Further to my earlier, rather prolix blog entry on microfinance (read Time to step up microfinance programmes), the M'sian banking system is beginning to mobilise on microfinance products. In the Star Online report entitled Banks upbeat on micro-financing, the focus of banks appears to be on micro-enterprises which are defined as business entities with less than 5 full-time employees and annual sales of less than RM250,000.
Among established financial institutions, the market leader in microfinancing is Agro Bank (formerly Bank Pertanian). It's range of microfinance products are targeted mainly at agro-based activities; check the list here.
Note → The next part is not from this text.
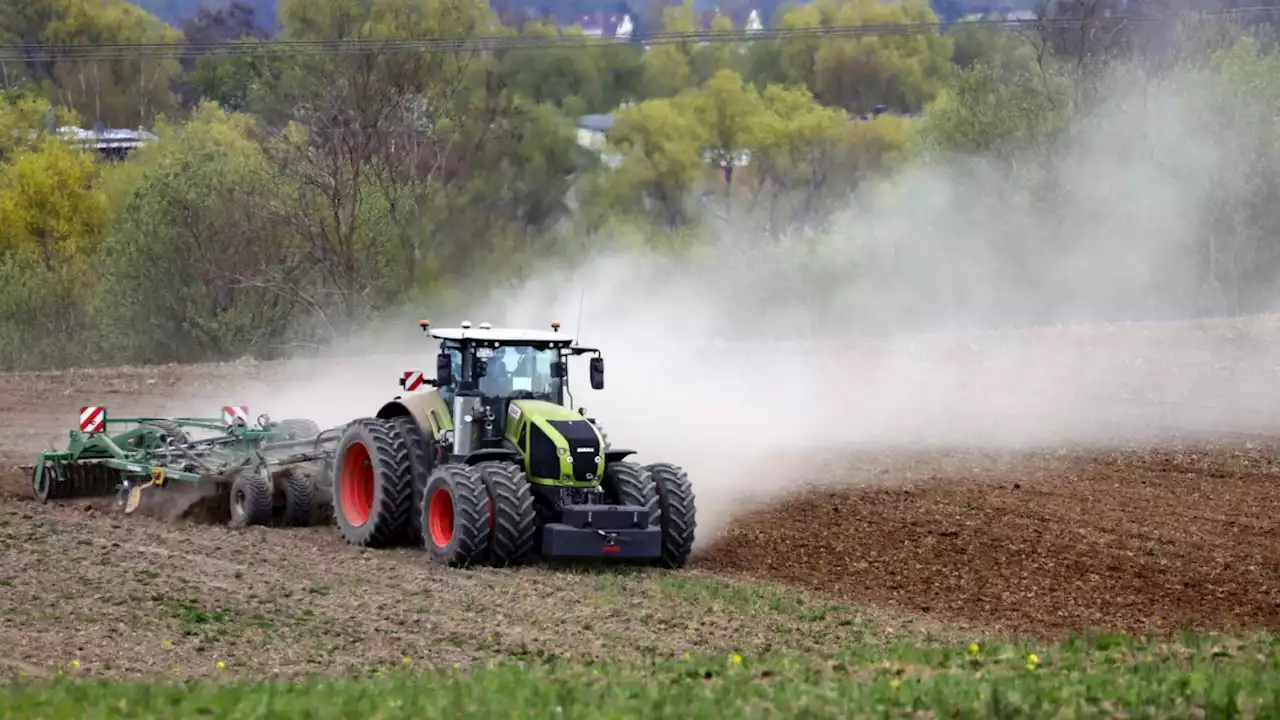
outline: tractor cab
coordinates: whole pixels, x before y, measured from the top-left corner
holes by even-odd
[[[504,447],[506,419],[519,417],[512,401],[570,407],[570,356],[594,353],[591,386],[604,387],[600,351],[574,346],[573,338],[559,331],[559,323],[551,327],[508,329],[481,323],[472,328],[463,322],[457,328],[432,328],[424,321],[423,329],[440,340],[434,384],[451,411],[455,454]]]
Commercial banks are NOT able to provide values-based microfinance
While we should be heartened that the banks share the view that during this period of economic challenge, microfinance is an area to focus on, one cannot help feeling that the established banks like Public Bank and AmBank do not really have the heart nor stomach for microfinance. Their goals are so materially different from Grameen Bank's values in relation to microfinance.
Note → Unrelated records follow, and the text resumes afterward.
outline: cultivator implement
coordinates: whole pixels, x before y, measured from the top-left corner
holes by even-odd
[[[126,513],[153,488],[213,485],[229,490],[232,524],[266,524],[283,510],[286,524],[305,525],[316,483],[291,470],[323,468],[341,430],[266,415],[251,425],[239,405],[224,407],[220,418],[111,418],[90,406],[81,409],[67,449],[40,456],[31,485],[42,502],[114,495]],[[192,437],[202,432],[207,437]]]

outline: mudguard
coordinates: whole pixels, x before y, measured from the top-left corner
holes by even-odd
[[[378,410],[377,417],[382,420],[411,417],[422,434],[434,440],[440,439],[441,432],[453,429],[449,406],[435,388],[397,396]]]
So, we can expect very stringent criteria for microfinance applicants at these commercial banks. While we cannot criticise the risk management criteria of these commercial banks, we have to ask the federal government how genuine microfinance applicants who fail the stringent criteria of the commercial banks can receive any microfinancing. Besides, commercial banks are only targetting small and medium enterprises (SME) only, not the micro-enterprises which are really one-person kari pap and kueh sellers who also need some funds to meet rising costs of production.
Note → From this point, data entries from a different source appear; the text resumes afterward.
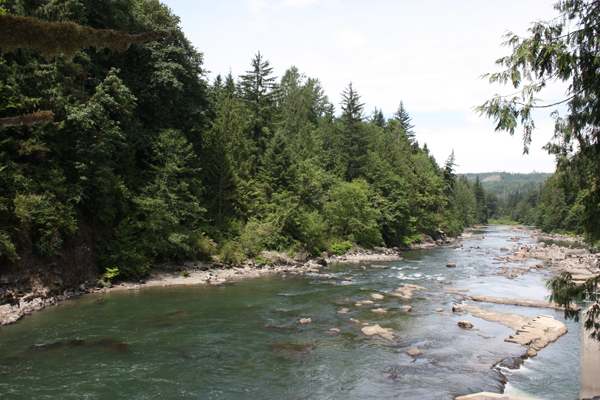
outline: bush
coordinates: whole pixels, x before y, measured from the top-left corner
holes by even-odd
[[[338,244],[334,244],[331,246],[331,254],[335,254],[336,256],[341,256],[345,254],[347,251],[352,250],[354,245],[350,242],[342,242]]]
[[[240,261],[242,260],[242,257],[231,242],[221,246],[220,258],[225,264],[231,265],[240,265]]]

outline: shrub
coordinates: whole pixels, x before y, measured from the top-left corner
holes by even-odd
[[[350,242],[342,242],[338,244],[334,244],[331,246],[331,254],[335,254],[336,256],[341,256],[345,254],[347,251],[352,250],[354,246]]]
Better delivery system needed for microfinance
In other words, if the federal govt takes the view that the effective distribution channel for microfinance is through commercial banks, then the federal govt is approaching the principles of microfinance from a very dubious and cynical starting point. And, left to commercial banks, the RM1.2 billion allocated for SME financing, which is wrongly defined as microfinance, will not reach the truly needy micro-enterprises in Malaysia.
What the govt should do
Instead of wasting time with politics and schmoozing with commercial bankers, the 2nd Minister of Finance, Minister for Agriculture and Minister for Domestic Trade and Consumer Affairs need to get together to organise a better delivery system for microfinance to reach micro-enterprises, mainly in the rural areas and smaller towns.